En la secundaria tenia amigas, buenas amigas, compañeras de aula, y con las que no nos podíamos ni ver, fueron años muy buenos, pero no imaginé que en ese momento estaba conociendo a mis mejores amigas, en algún lado leí que no es necesario tener una sola mejor amiga, que pueden ser varias ya que todas tienen un papel importante y cada una de ellas tiene un virtud y que en conjunto son lo máximo pero eso sí todas están en un lugar especial en mi corazón.
Con la madurez de los años aprendí a aceptar muchas cosas, si juzgar, solo dejando mi amistad pura y con esta actitud encontré a unas amigas maravillosas, cada una con virtudes distintas que se complementan, mujeres que en la adolescencia eramos agua y aceite, ahora son parte de mi vida, son mujeres maravillosas, mujeres admirables con las cuales he compartido mis penas, mis alegrías, me han dado fe, apoyo incondicional, he aprendido de ellas muchas cosas y estoy muy agradecida con Dios por haberlas puesto en mi camino.

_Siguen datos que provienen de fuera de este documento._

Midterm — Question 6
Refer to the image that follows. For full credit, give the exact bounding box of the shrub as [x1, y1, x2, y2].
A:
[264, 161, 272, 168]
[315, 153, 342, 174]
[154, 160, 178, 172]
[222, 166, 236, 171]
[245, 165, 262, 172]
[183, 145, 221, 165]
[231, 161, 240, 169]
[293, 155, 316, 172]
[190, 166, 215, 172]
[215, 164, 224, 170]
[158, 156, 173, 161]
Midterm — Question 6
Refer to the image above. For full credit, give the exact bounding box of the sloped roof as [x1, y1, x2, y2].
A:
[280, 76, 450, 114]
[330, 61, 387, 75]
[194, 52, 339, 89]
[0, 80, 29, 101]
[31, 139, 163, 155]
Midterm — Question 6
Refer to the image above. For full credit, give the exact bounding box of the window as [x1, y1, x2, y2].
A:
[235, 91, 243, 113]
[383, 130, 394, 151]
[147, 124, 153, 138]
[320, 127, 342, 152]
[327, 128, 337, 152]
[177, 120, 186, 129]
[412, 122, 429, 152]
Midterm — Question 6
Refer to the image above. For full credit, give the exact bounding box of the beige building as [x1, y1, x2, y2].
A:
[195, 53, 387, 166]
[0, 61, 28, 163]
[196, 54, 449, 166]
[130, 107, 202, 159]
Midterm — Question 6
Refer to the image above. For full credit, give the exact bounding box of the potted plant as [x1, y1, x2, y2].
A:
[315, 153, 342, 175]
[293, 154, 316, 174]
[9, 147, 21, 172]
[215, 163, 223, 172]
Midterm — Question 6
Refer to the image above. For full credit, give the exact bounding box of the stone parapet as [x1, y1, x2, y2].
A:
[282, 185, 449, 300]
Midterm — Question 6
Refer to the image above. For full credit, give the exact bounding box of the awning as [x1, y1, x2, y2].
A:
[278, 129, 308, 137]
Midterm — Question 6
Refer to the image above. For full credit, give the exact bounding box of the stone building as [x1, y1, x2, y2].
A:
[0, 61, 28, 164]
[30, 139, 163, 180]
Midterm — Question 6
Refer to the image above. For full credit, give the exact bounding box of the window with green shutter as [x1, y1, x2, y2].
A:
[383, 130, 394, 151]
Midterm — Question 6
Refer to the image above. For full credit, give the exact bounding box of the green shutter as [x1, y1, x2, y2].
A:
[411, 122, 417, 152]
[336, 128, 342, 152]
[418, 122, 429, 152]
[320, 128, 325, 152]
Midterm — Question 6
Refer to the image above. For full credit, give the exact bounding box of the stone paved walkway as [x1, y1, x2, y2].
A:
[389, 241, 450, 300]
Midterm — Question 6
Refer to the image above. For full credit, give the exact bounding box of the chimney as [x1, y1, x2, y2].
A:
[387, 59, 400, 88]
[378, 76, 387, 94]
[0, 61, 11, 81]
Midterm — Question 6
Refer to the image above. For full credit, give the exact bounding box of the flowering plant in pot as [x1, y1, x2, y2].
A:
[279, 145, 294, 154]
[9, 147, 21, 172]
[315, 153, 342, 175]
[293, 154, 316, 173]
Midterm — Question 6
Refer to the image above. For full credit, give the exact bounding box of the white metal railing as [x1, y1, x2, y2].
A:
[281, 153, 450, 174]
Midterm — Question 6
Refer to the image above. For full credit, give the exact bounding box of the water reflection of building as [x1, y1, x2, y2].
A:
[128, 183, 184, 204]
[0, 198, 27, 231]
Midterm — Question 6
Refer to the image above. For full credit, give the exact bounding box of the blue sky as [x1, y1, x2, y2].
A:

Se dice que las mujeres necesitamos de amigas y es la verdad pero de esas amigas que si pasa el tiempo y no las llamas no sé molestan, que si puedes tomar un café de vez en cuando esta bien, pero que cuando necesitas allí están dispuestas a ser tu pilar, dispuestas a escuchar, a dar un consejo con el corazón y así como ellas me han dado su amistad de la misma manera tienen la mía.
Gracias chicas por ser parte de mi vida.